Мама затихла и сникла. Я занялась обзвоном родственников и знакомых, организацией похорон. Мой муж не общался с моей родительской семьей, и не принимал участия в этой стороне моей жизни, мама была в глубокой и глухой депрессии, а потому я должна была все делать сама.

Началась раздача боли. Слова «папа умер», сказанные в телефонную трубку, как будто откалывали каждый раз кусочек от моей боли, но не уменьшали ее, а, наоборот, обостряли. И этот кусочек отправлялся к тому, кто был на том конце провода. А потом возвращался обратно – это чувствовалось физически, когда трубка охала или вскрикивала в ответ.

Как бы там ни было, мы дожили до дня похорон. Малоприятный и малоопрятный похоронный автобус загрузил гроб и тех, кто пришел в морг, чтобы везти нас всех на дальний конец города в крематорий. И вот тут начались странности, ради которых я и пишу эту не самую веселую главу.

В автобусе ко мне подсел Митя – мой друг детства. С ним и его братом Алешей когда-то водили детские компании: летом жили по соседству в деревне, зимой ходили друг к другу на дни рождения. Много лет не виделись, и я была благодарна Мите, что он поехал с нами – нужны были мужчины, чтобы нести гроб, а их было мало в нашем окружении. Митя о чем-то говорил, и вдруг я почувствовала, что он ко мне, что называется, «клеится». Женщины такое сразу чувствуют – волна мужской энергии проходит по телу. В ответ во мне закипела не просто злость, а прямо-таки ярость:

– Ну, на кой хрен мне это вообще и сейчас, в частности?! Господи, я так устала…

Примерно так я могла бы выразиться словесно, если бы могла. Не знаю, что из этого отразило мое лицо, но только Митя, видно, мой отклик поймал, потому что вдруг спросил:

– А помнишь, как твой папа водил нас собирать мармелад?

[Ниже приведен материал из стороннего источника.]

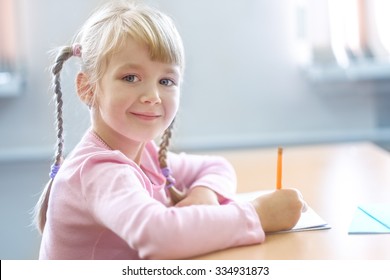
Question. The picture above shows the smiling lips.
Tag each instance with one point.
(146, 115)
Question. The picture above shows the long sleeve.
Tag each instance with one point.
(102, 205)
(211, 171)
(160, 232)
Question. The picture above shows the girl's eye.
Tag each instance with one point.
(167, 82)
(131, 78)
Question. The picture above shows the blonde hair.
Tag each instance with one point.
(102, 34)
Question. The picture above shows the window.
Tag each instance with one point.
(346, 40)
(10, 77)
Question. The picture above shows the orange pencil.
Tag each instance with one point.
(279, 169)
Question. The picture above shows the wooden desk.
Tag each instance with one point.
(333, 179)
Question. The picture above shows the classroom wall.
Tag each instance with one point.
(242, 88)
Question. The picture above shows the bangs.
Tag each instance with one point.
(153, 30)
(107, 30)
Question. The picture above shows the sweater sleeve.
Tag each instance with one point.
(213, 172)
(117, 197)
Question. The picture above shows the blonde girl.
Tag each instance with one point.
(118, 195)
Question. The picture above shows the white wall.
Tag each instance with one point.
(242, 88)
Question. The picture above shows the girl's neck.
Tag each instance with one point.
(133, 150)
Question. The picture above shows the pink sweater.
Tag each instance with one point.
(104, 206)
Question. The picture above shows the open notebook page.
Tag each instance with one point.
(309, 220)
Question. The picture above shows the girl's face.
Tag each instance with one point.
(138, 98)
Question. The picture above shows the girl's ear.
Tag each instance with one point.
(84, 89)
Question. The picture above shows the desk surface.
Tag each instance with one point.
(333, 179)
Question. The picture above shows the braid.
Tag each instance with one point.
(43, 202)
(175, 195)
(64, 55)
(162, 153)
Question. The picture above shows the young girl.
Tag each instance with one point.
(118, 195)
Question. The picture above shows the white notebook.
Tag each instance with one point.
(309, 220)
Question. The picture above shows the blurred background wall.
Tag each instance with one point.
(244, 86)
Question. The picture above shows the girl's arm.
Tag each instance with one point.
(205, 179)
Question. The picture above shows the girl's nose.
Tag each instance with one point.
(151, 96)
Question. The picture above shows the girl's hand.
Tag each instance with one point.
(279, 210)
(199, 195)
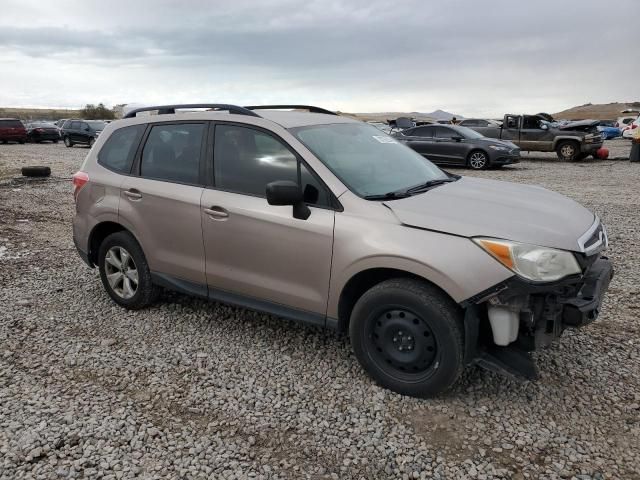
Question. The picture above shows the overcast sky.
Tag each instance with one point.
(464, 56)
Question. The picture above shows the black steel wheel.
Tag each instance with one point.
(408, 336)
(403, 344)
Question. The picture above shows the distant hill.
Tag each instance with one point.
(38, 113)
(384, 116)
(602, 111)
(442, 115)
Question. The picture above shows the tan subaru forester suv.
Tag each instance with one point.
(308, 215)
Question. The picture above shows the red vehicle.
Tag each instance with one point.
(12, 130)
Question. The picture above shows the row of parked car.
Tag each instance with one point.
(483, 143)
(70, 130)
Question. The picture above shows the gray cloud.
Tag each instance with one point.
(476, 57)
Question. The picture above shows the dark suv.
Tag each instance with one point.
(12, 130)
(81, 131)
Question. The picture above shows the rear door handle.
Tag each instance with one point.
(133, 194)
(217, 213)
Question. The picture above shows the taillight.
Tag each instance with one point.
(79, 180)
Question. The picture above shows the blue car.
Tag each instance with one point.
(608, 131)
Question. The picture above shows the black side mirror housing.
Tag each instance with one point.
(286, 192)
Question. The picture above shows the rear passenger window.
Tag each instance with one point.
(172, 153)
(444, 132)
(118, 151)
(425, 132)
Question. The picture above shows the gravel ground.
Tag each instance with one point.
(189, 389)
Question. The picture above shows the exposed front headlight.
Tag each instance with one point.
(540, 264)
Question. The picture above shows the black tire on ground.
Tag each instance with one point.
(568, 150)
(408, 336)
(36, 171)
(146, 293)
(478, 160)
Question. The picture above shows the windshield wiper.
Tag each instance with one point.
(410, 191)
(388, 196)
(429, 184)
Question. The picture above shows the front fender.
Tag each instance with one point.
(453, 263)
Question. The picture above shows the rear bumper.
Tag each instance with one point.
(83, 255)
(45, 136)
(590, 148)
(506, 160)
(15, 137)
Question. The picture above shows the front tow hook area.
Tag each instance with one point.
(511, 362)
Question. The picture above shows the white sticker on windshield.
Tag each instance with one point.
(384, 139)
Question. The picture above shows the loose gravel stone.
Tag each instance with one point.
(190, 389)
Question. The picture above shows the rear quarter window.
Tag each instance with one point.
(11, 124)
(118, 151)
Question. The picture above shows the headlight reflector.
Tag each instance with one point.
(540, 264)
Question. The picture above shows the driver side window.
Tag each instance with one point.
(246, 160)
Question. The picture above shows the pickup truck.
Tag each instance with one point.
(537, 133)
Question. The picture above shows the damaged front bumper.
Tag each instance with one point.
(513, 318)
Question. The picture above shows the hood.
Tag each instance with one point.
(581, 126)
(473, 207)
(493, 141)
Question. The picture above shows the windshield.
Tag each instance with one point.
(367, 160)
(466, 132)
(96, 125)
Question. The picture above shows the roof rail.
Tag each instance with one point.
(309, 108)
(168, 109)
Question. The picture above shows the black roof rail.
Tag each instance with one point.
(309, 108)
(168, 109)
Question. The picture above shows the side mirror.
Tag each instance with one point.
(286, 192)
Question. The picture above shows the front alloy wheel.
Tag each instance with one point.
(478, 160)
(121, 272)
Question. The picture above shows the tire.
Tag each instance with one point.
(408, 336)
(137, 296)
(477, 160)
(568, 151)
(36, 171)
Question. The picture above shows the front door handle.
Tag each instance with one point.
(133, 194)
(217, 213)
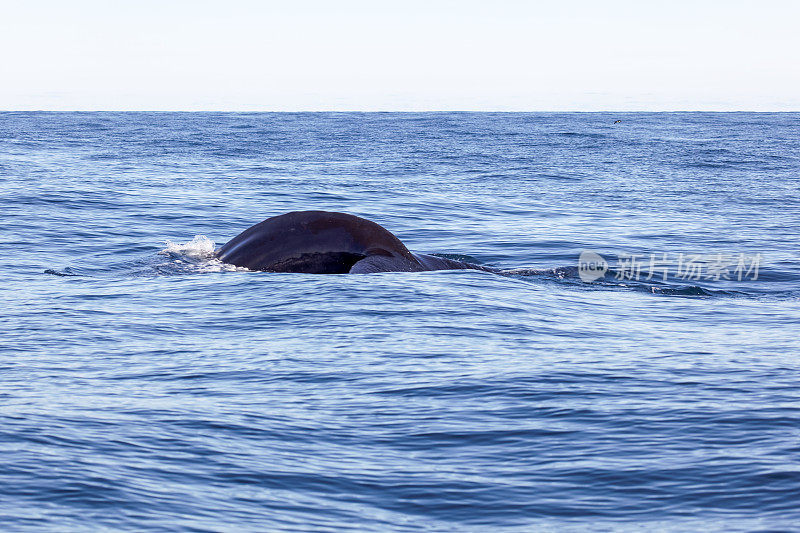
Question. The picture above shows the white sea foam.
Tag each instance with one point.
(200, 247)
(197, 255)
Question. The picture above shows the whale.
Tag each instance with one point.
(323, 242)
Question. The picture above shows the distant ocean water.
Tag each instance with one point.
(146, 386)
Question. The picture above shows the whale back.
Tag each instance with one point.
(315, 242)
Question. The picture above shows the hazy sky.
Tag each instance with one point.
(400, 55)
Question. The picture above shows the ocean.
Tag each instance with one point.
(634, 366)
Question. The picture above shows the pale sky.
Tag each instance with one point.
(400, 55)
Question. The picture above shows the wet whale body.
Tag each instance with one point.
(322, 242)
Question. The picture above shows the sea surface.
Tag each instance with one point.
(146, 386)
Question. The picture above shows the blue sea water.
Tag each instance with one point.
(147, 386)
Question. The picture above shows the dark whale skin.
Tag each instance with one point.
(322, 242)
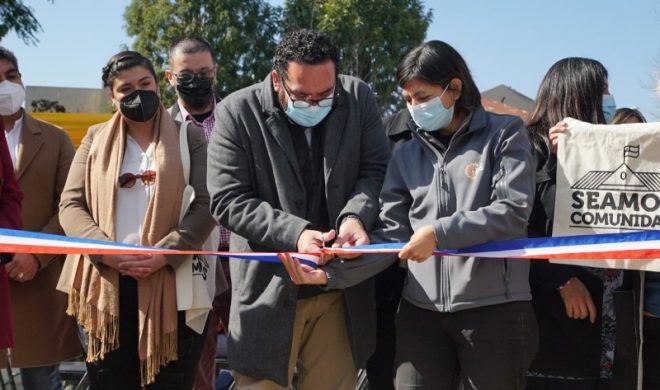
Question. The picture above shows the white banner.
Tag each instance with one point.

– Не помню… – И тут же начала вспоминать.

Митя принялся что-то об этом рассказывать, но я его уже почти не слышала – смотрела внутренним зрением замечательное кино из моего детства.

Мы едем куда-то на электричке. Мы – это два семейства с тремя детьми, включая меня. Потом карабкаемся вверх по сыпучей песчаной насыпи и, наконец, взбираемся на пути, которые блестящими змеями скользят вдаль, стремительно сужаясь и утягивая за собой взгляд. Теперь съезжаем по той же сыпучей насыпи вниз, на другую сторону железной дороги.

Новая сцена: синее одеяло на зеленой траве. На одеяле термосы, бутылки с дюшесом, какие-то овощи и бутерброды с плавлеными сырками.

Папа заранее готовился к таким походам: брал компас, перочинный нож, защитного цвета выгоревший рюкзак с потертыми кожаными ремнями, панамку и батон. Этот батон белого хлеба он предварительно резал пополам вдоль, прижимая его одним концом к груди и держа нож лезвием на себя. Каждую половину затем намазывал маслом и выкладывал на масло плавленые сырки. Когда половинки склеивались обратно, получался огромный бутерброд, который можно было резать или просто разламывать на маленькие бутерброды.

И вот, мы все сидим на синем одеяле, поджав ноги, болтаем и жуем папины бутерброды. Солнце светит, облака плывут, деревья разбрасывают тени по всей картинке и кто-то чирикает над нами.